Entre o analógico e o digital: falsa escolha



Prof. Amilcar Bernardi


Há bastante tempo escuto/leio a questão: velocidade analógica versus velocidade digital, professor que sabe pouco no mundo informacional do século XXI versus nativos digitais que sabem muito. São questões que se prestam a profundas discussões, porém, penso que partem de premissas que reputo como falsas, ou no mínimo, carentes de fundamento.
Caso façamos uma pesquisa sobre a idade dos que anunciam a dominância do mundo digital sobre o analógico na educação, são os nascidos na cultura pré-digital, ou ainda incipientemente digital, que apregoam as benesses das tecnologias cibernéticas. Talvez um ou outro pensador seja bem jovem, mas na grande maioria são pessoas culturalmente vinculadas a prevalência dos cadernos, dos quadros e dos gizes: na maioria migrantes digitais, portanto.  Digo isso porque quero salientar que, no caso da educação contemporânea, a ideia de tempos (tempo da máquina de escrever X tempo dos supercomputadores) é infundada.

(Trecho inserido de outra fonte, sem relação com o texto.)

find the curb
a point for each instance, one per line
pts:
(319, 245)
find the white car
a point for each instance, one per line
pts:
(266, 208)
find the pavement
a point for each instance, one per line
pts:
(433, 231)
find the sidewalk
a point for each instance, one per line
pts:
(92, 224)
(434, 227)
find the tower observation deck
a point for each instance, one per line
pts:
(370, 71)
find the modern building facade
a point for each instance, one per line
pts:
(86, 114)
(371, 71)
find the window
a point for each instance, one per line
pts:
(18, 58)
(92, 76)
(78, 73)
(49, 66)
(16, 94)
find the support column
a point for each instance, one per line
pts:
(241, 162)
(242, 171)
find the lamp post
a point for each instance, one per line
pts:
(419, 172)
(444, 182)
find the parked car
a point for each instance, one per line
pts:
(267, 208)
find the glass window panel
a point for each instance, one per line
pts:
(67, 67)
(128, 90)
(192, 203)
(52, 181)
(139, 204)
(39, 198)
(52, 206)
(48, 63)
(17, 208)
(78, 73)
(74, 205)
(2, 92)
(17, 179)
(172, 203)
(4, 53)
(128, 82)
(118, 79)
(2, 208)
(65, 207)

Quando ensinamos sempre é “hoje”; afinal, somos filhos e contemporâneos do ontem. Contemporâneos porque os avós, os pais e os filhos estão assistindo ao espetáculo das aulas: hoje! Tem professor que é pai, que é avô e tem também, o professor muito jovem, recém-formado. Todos vinculados às salas de aula! Portanto, o ensinar/aprender de ontem e o de hoje não se excluem. Tenho certeza que saber a tabuada através do quadro de giz ou por um blog, só leva em consideração a importância de saber a tabuada. O aluno que se motiva através da escrita desta tabuada no caderno, é tão “normal” quanto o motivado pela lousa digital. A motivação depende pouco dos meios físicos ou tecnológicos, depende bem mais dos fatores humanos. Alguém motivado (internamente) tende a motivar outra pessoa. Com isso, obviamente, não estou negando as TICs; apenas relativizando as “odes” feitas para elas.
Eu era praticante de uma arte marcial. Eu tinha como estímulo o desejo de sucesso numa luta entre iguais. Nessa luta a criatividade, a previsão (antevisão) do golpe do adversário é fundamental. Mas como chegar a esse patamar? O foco. É necessário ajustar o foco no treinamento para ser “randômico” na luta. Na verdade, o foco, a multivisão e a criatividade são a mesma coisa para obter o sucesso na arte marcial. Porque disse isso? Porque acredito que o aprender escolar segue a mesma problemática: foco e criatividade irmanadas; inseparáveis. Então, tanto o acesso ao conhecimento focado e o acesso “randômico”, digital e multifocal a esse conhecimento são inseparáveis na arte de aprender a aprender. Caso o professor escolha apenas uma das opções, não obterá sucesso.
Aprendi no século passado que as aprendizagens (e as ensinagens por consequência) são múltiplas, infinitas até. Então, todas as formas de ensinagem ainda são válidas, sejam as virtuais, as analógicas ou as contadas pelo índio mais velho ao mais novo. E digo mais: todas as formas de ensinar/aprender acontecem em todas as aulas, em todos os tempos e em todas as disciplinas, independentemente se da parte do professor, se da parte do aluno, se no livro, se nos espaços cibernéticos.